Wednesday, June 8, 2022

In My Forgotten Library


It happens every few months. I pull aside a screen, or open a curtain, or reach into an obscure corner of a room, and open the door to a library wing of my house that is not so much secret as forgotten. This library is immense, with bookcases that rise to the ceiling, suffused with light that seems natural, though I see no windows. The nearest bookshelves at my left hand are filled with European history. I recall that last time I was here, I dipped into some books about John Churchill, the first Duke of Marlborough.
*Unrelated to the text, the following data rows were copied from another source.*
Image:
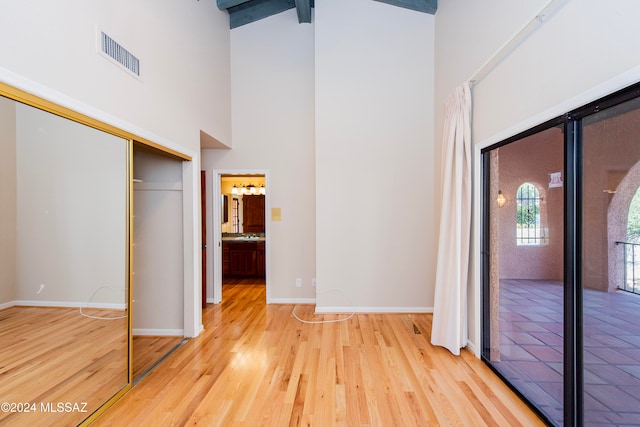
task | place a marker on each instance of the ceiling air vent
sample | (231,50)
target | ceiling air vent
(111,49)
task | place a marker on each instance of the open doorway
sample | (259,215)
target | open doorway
(240,229)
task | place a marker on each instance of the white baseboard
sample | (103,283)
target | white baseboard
(69,304)
(389,310)
(292,301)
(7,305)
(473,348)
(158,332)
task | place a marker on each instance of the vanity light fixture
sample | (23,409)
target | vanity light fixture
(248,189)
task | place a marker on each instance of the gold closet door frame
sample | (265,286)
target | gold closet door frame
(53,108)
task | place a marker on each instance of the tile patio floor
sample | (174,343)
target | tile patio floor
(531,347)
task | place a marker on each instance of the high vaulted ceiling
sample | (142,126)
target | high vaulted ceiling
(243,12)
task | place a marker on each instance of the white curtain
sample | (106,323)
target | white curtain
(449,327)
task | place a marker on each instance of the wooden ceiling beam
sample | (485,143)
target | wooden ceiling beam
(303,7)
(426,6)
(226,4)
(254,10)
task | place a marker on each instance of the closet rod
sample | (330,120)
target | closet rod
(534,23)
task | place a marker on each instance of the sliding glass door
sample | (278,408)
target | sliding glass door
(610,256)
(561,263)
(524,341)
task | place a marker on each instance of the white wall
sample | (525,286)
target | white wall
(71,212)
(374,157)
(586,50)
(183,47)
(8,199)
(273,104)
(158,265)
(49,49)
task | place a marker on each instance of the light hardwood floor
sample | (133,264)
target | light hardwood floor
(149,350)
(256,365)
(54,355)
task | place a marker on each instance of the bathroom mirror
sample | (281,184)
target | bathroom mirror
(64,267)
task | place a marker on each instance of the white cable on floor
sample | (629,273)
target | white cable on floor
(316,322)
(82,313)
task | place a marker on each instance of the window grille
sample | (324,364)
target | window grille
(529,230)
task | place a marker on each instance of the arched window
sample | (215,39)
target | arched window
(529,230)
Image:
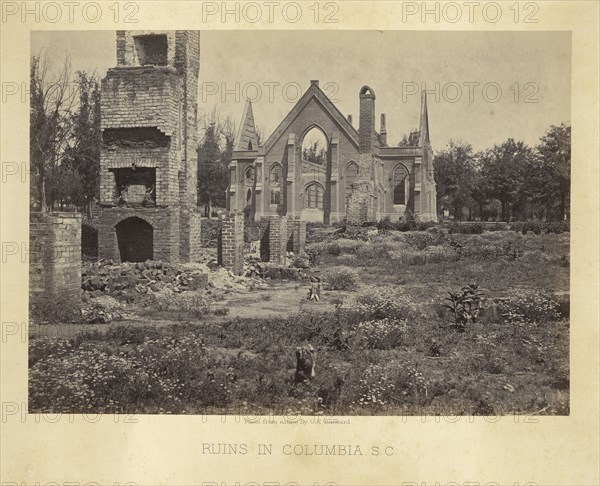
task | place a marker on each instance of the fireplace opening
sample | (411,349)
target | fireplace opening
(136,186)
(135,237)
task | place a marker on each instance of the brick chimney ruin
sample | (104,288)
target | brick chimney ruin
(148,183)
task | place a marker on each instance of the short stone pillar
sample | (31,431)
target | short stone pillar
(230,245)
(54,256)
(277,239)
(296,235)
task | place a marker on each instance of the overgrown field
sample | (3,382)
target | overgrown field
(417,322)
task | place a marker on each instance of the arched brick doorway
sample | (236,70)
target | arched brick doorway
(136,240)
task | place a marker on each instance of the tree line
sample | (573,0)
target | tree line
(508,181)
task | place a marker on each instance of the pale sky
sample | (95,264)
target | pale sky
(525,65)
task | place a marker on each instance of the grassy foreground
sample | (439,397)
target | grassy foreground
(389,342)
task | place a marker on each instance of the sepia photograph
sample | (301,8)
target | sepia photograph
(303,223)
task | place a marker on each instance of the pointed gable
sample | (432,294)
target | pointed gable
(246,138)
(313,93)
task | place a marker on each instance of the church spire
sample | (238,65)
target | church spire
(246,138)
(424,122)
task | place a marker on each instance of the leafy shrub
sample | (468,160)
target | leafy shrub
(496,227)
(533,306)
(466,228)
(385,224)
(384,334)
(538,227)
(380,303)
(209,232)
(301,261)
(251,231)
(465,305)
(402,383)
(341,278)
(421,240)
(195,303)
(55,310)
(509,249)
(316,250)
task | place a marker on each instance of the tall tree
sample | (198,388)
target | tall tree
(52,102)
(83,157)
(455,177)
(504,171)
(554,150)
(410,140)
(214,155)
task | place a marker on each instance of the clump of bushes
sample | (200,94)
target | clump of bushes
(533,306)
(384,334)
(539,227)
(54,310)
(466,228)
(402,383)
(194,303)
(341,278)
(380,303)
(251,231)
(209,232)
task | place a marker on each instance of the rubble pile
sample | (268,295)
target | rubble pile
(255,268)
(102,310)
(126,281)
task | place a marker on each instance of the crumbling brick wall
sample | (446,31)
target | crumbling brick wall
(230,245)
(55,256)
(278,236)
(149,122)
(296,241)
(165,223)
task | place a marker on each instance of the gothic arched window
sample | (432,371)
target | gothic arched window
(314,146)
(400,183)
(314,196)
(275,180)
(250,175)
(351,174)
(276,173)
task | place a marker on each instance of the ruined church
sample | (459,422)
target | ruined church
(353,175)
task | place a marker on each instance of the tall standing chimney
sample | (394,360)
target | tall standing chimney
(366,126)
(383,131)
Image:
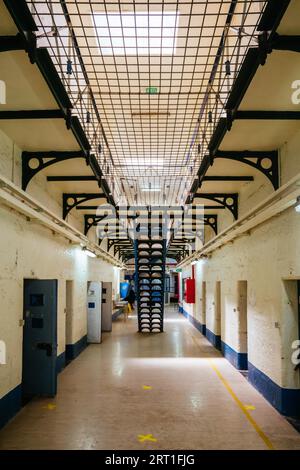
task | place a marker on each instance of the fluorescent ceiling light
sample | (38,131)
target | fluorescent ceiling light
(89,252)
(150,190)
(139,33)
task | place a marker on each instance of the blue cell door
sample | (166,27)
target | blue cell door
(39,376)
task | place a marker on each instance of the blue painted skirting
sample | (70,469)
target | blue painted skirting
(60,362)
(194,321)
(73,350)
(10,404)
(237,359)
(213,339)
(285,400)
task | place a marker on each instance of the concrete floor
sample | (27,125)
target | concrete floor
(165,391)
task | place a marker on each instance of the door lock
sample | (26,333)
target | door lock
(46,347)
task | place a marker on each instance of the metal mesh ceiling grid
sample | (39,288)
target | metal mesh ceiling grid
(151,141)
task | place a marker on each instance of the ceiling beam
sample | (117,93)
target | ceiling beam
(71,200)
(20,13)
(269,115)
(228,178)
(228,200)
(71,178)
(286,43)
(11,43)
(267,162)
(32,114)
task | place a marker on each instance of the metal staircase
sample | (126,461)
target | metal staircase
(150,259)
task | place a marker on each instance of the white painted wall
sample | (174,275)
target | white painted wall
(28,250)
(265,258)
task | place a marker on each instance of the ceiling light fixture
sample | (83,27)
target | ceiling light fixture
(88,252)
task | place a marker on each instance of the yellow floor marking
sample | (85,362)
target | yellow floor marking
(242,407)
(249,407)
(146,437)
(50,406)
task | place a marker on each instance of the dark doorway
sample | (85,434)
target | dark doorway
(39,376)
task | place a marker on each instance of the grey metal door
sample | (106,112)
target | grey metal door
(39,376)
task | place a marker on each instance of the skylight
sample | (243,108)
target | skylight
(140,33)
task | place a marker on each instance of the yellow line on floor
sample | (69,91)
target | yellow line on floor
(252,421)
(242,407)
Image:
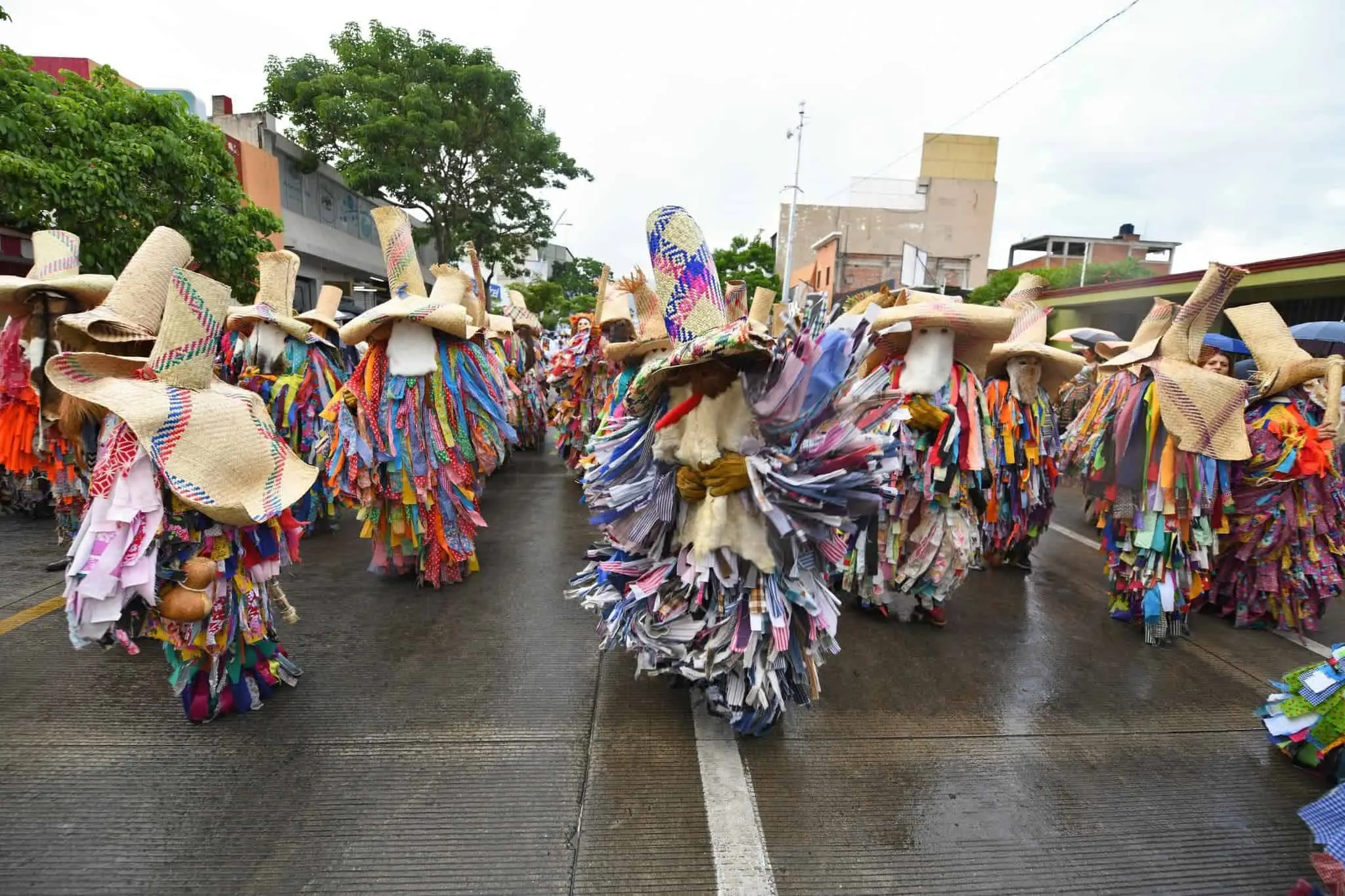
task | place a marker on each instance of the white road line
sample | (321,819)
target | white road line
(741,864)
(1308,644)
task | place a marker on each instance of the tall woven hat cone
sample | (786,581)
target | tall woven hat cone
(651,332)
(405,285)
(55,267)
(1281,362)
(1029,337)
(275,303)
(135,307)
(1202,410)
(214,444)
(694,310)
(324,312)
(1145,343)
(977,328)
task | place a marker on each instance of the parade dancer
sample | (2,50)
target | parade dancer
(41,467)
(1023,373)
(1285,557)
(722,499)
(1164,490)
(188,517)
(405,448)
(294,372)
(926,383)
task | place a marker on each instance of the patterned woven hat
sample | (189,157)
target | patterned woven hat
(135,307)
(409,301)
(1281,362)
(324,313)
(694,310)
(975,328)
(1204,410)
(1121,355)
(55,267)
(214,444)
(651,332)
(275,304)
(1029,337)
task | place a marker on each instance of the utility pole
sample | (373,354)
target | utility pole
(797,133)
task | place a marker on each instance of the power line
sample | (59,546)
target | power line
(998,96)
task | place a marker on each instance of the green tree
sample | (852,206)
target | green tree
(1002,282)
(110,163)
(748,259)
(577,277)
(430,125)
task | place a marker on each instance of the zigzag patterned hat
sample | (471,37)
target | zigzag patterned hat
(214,444)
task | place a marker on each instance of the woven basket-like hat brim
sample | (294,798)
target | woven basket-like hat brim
(1057,366)
(449,319)
(217,448)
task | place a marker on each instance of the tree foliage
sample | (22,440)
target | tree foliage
(1002,281)
(430,125)
(748,259)
(110,163)
(577,277)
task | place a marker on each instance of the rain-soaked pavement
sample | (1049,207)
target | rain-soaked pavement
(474,742)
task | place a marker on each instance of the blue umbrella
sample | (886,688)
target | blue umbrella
(1225,343)
(1321,337)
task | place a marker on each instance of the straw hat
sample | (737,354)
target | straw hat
(1121,355)
(651,332)
(694,310)
(214,444)
(55,267)
(1281,362)
(275,303)
(324,313)
(409,301)
(135,307)
(1204,410)
(617,307)
(1029,337)
(977,328)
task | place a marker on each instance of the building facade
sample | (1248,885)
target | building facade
(930,233)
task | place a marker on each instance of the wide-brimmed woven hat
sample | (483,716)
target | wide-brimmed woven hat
(651,332)
(977,328)
(1029,337)
(1121,355)
(694,310)
(135,307)
(55,267)
(1201,409)
(1281,362)
(324,312)
(275,303)
(214,444)
(409,301)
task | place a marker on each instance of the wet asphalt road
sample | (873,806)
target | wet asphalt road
(474,742)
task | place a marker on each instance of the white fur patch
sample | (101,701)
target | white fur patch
(410,350)
(929,360)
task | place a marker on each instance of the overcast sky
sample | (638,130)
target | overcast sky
(1220,125)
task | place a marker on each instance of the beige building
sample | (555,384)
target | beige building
(933,232)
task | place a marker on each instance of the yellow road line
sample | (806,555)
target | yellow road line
(10,624)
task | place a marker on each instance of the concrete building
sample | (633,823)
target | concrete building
(931,232)
(1061,251)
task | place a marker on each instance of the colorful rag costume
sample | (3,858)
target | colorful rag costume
(1026,444)
(187,524)
(930,410)
(41,468)
(1285,558)
(724,513)
(420,423)
(1162,495)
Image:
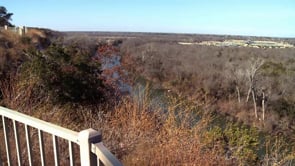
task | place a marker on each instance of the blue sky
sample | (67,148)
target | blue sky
(236,17)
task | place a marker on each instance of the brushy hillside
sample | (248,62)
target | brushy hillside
(61,83)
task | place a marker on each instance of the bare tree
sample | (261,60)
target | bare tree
(252,71)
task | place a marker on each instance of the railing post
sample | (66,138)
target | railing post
(86,137)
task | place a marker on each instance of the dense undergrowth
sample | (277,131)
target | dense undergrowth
(62,83)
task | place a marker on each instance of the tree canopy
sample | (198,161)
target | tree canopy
(5,17)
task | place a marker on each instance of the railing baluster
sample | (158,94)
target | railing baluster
(41,145)
(6,141)
(55,150)
(16,137)
(71,153)
(28,140)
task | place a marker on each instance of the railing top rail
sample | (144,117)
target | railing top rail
(40,124)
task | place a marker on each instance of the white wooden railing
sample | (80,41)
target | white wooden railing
(92,150)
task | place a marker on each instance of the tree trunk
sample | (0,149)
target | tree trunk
(248,95)
(254,102)
(238,92)
(263,105)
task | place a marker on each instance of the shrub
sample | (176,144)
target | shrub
(66,74)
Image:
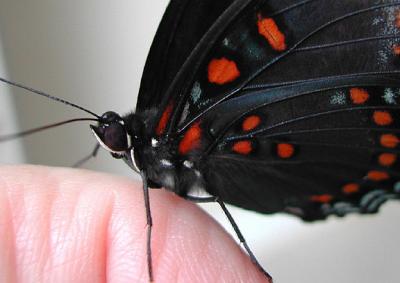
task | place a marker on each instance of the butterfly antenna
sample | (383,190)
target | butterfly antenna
(48,96)
(149,224)
(42,128)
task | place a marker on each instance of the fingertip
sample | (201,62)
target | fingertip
(99,222)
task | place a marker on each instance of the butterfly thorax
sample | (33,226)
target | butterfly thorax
(128,138)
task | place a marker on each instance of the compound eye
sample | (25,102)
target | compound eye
(115,137)
(112,137)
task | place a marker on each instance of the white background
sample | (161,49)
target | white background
(92,53)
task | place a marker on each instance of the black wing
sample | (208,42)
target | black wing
(293,106)
(183,25)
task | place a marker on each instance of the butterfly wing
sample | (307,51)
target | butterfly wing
(177,35)
(292,106)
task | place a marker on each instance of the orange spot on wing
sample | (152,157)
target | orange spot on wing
(162,124)
(358,95)
(377,176)
(222,71)
(321,198)
(250,123)
(242,147)
(191,139)
(387,159)
(285,150)
(382,118)
(268,28)
(351,188)
(396,49)
(389,140)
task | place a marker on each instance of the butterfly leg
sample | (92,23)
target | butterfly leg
(149,224)
(242,239)
(201,200)
(86,158)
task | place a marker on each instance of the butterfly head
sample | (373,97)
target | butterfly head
(118,135)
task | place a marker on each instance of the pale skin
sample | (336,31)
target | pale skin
(66,225)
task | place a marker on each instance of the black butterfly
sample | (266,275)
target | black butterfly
(273,106)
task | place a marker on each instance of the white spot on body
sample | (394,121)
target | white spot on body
(188,164)
(169,181)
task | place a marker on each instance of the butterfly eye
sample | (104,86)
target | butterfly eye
(113,137)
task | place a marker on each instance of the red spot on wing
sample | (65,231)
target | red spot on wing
(162,124)
(382,118)
(321,198)
(351,188)
(358,95)
(191,139)
(250,123)
(389,140)
(222,71)
(285,150)
(242,147)
(375,175)
(387,159)
(268,28)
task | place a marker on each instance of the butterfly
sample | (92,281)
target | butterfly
(272,106)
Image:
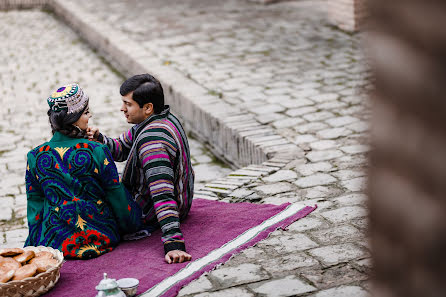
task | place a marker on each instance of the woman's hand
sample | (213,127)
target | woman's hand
(177,256)
(92,133)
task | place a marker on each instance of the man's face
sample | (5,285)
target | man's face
(133,113)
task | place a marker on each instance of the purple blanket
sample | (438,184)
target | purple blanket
(214,231)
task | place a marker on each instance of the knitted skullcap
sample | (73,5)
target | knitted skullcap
(70,98)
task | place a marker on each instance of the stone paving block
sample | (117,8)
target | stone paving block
(304,138)
(352,199)
(200,285)
(310,223)
(323,144)
(300,111)
(285,123)
(344,214)
(317,179)
(344,291)
(359,127)
(355,149)
(242,274)
(272,189)
(324,97)
(287,286)
(334,276)
(311,127)
(265,109)
(241,193)
(15,238)
(290,243)
(336,235)
(278,200)
(334,254)
(239,292)
(341,121)
(322,192)
(269,117)
(318,116)
(281,175)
In the early hours this morning, I step into the library room again. It is as I remember it. However, the room from which I enter is different. With its deep green wallpaper, I think it belongs to my next residence, which we are currently renovating, rather than my present house. Lucid inside the dream, it strikes me that I have not gone to the far end of the library wing and should explore what is there. I am surprised to find several people working at a large table.

When one of them turns, I see he is my favorite dead professor. I had many encounters with him over the years since his death, often in a very special research institution. I am skeptical about whether he is really here now, in this time and place. He laughs and peels off a mask. As the goatee and bald pate and glinting spectacles are removed, I see that my helper has been wearing a familiar face. I’m not sure, but I suspect he is the young historian inside my own psyche. A large, comfy lady at the table seems quite solid. In her shapeless print dress, she’s not putting on any façade. Her name is Maureen, and she is available for research assignments. The third figure, male, is not introduced.

“What are you working on?”

“Parallel lives.”

Of course. A perennial theme. When I met my dead professor at a research institute twenty years ago, he showed me this was his main work. Not simply Parallel Lives as Plutarch wrote them, coupling biographies of prominent Greeks and Romans, but a branch of Metahistory: the study of how the dramas or people living in different times and places can turn on each other, shifting each other’s lives. Back them, my dead professor was studying the interaction between the lives of Lenin and an ancient tyrant. Dionysius of Syracuse. I wonder who will most reward my study now? Maybe Maureen can tell me.